Zu diesen in Bilanzen ausgewiesenen Verbindlichkeiten kommen versteckte Schulden hinzu. So besteht in der Stadt Bochum mangels ausreichend vorhandener Finanzmittel bei der städtischen Infrastruktur sichtbar ein erheblicher Sanierungs- und Modernisierungsstau. Nicht wenige Schulgebäude, Straßen, städtische Plätze usw. wurden in den letzten Jahrzehnten nicht ordnungsgemäß und werterhaltend Instand gehalten und müssten dringend saniert bzw. modernisiert werden.

Hätte man die dafür nötigen Finanzmittel ausgegeben, lägen die Schulden der Stadt heute mind. 1 Mrd. bis sogar 3 Mrd. höher als im städtischen Haushalt ausgewiesen. Dass die nötigen werterhaltenden Instandhaltungsmaßnehmen nicht in ausreichendem Maß erfolgt sind, führt nicht dazu, dass die Stadt sich das erforderliche Geld gespart hat, die Ausgaben werden nur auf später verschoben und dann wird es regelmäßig deutlich teurer (Mehr Baustellen für Bochum). Wenn z.B. Straßenschäden nicht sofort beseitigt werden, sondern erst Jahre später, wenn der zu beseitigende Schaden sich erheblich ausgeweitet hat und nicht mehr nur der Straßenbelag beschädigt ist, sondern auch schon der Straßenunterbau, wird aus einer einfachen Reparaturmaßnahme schnell eine umfassende, kostenintensive Straßensanierung.

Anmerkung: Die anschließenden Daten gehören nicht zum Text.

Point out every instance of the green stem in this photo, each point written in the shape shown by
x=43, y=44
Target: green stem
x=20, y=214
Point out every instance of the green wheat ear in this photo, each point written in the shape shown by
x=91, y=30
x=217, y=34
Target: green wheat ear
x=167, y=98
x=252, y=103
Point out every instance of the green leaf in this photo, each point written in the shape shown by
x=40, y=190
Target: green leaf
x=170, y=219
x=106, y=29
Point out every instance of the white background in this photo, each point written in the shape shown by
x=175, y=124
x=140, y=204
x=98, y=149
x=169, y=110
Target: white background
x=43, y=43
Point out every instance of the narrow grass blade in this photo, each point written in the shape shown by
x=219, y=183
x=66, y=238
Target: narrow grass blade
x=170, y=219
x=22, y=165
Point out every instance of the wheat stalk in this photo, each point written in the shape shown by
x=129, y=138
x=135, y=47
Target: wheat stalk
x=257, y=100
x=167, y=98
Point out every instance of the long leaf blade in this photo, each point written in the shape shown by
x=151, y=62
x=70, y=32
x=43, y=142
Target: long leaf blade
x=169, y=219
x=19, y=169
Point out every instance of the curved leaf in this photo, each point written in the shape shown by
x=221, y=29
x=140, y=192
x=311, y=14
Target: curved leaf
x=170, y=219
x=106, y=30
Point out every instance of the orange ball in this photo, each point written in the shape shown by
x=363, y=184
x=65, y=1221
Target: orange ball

Der Sanierungs- um Modernisierungsstau lässt sich auch an der Entwicklung des Eigenkapitals ablesen. Das städtische Kapital spiegelt den Wert der städtischen Infrastruktur wider. Würde die Instandhaltung werterhaltend erfolgen, müsste das Eigenkapital konstant bleiben, Modernisierungen müssten es erhöhen. Betrug das städtische Eigenkapital der Stadt 2009 noch 1,55 Mrd., wird es nach Prognose der Kämmerin 2029 nur noch bei 0,8 Mrd. liegen (Präsentation zur Einbringung des HH 2025/26, Seite 9). Voraussichtlich werden die Verbindlichkeiten der Stadt 2029 (dann rd. 2.4 Mrd.) das Eigenkapital um das Dreifache übersteigen.

Der sich ergebende Sanierungs- und Modernisierungsstau wird zwar in keinem städtischen Haushalt ausgewiesen, ist aber den städtischen Schulden hinzuzurechnen.

Tatsächlich ist die Stadt also insgesamt sogar mit 5 bis 7 Mrd. verschuldet. Dieser Betrag muss irgendwann wieder zurückgezahlt werden. Dazu ist die aktuelle Generation nicht bereit, sie nimmt die Schulden auf und geht davon aus, dass nachfolgende Generationen diese zurückzahlen. Sozial ist die Verschuldung zu Lasten unserer Kinder und Enkel nicht (Stadtpolitik darf nicht mehr zu Lasten zukünftiger Generationen gehen). Sie wird für nachfolgende Generationen erhebliche Wohlstandsverluste bedeuten.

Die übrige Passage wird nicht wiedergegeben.